29.11.08

Człowiek nie jest sumą własnych fonemów (post autoterapeutyczny)

Przeżywam fakt posiadania akcentu jak życiową porażkę. Prawie nie masz akcentu – to brzmi dla mnie jak: jesteś prawie ładna. Żeby mnie zdołować, wystarczy powiedzieć cokolwiek o akcencie, nawet jeśli to pochwała zawierająca nieszczęsne prawie.
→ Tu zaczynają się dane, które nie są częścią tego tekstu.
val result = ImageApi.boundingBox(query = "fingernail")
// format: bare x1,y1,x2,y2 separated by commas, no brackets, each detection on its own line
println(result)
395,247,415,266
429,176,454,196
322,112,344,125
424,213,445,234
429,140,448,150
W językach europejskich jest, o ile pamiętam ze wstępu do lingwistyki, około 60 różnych fonemów*. Podobno jeśli człowiek nie usłyszy odpowiednich dla danego języka fonemów przed szóstym rokiem życia, to już zawsze będzie mówił w tym języku z akcentem. Gdyby ktoś wpadł na pomysł nagrania ich wszystkich i puszczania przy dziecku, może wyhodowałby ingwistycznego geniusza? (Halo, tu mówi głos rozsądku: tak, fonemy na zmianę z Bachem na brak akcentu i słuch absolutny. Dobrze, że nigdy nie będę matką.)

Teorie świetnie się sprawdzają w teorii. Poznałam przecież doktora P., który sam się nauczył perfekcyjnie niemieckiej wymowy. Małpował komentatorów sportowych z telewizora, robił miny przed lustrem, w łazience gadał do siebie po niemiecku, do tego chyba jeszcze się nagrywał. I tak codziennie, aż się nauczył.

Słabości są po to, żeby z nimi walczyć, więc zaraz idę ćwiczyć przed lustrem. Będę miała to gardłowe R. Do cholery, będę je miała.

*Jarek twierdzi, że jest więcej:
jakie 60 fonemów, w samym polskim jest ich z 45, a do tego dorzuć samogłoski z francuskiego albo niemieckiego i już masz więcej. A innych języków europejskich do pokolekcjonowania dźwięków jeszcze trochę jest. Znowu się "załamaćam"...

1 komentarz:

Anonimowy pisze...

Ale to przeca wsjo rawno jak mówi. Ważne po co mówi, o czym i komu. Czy jakoś tak.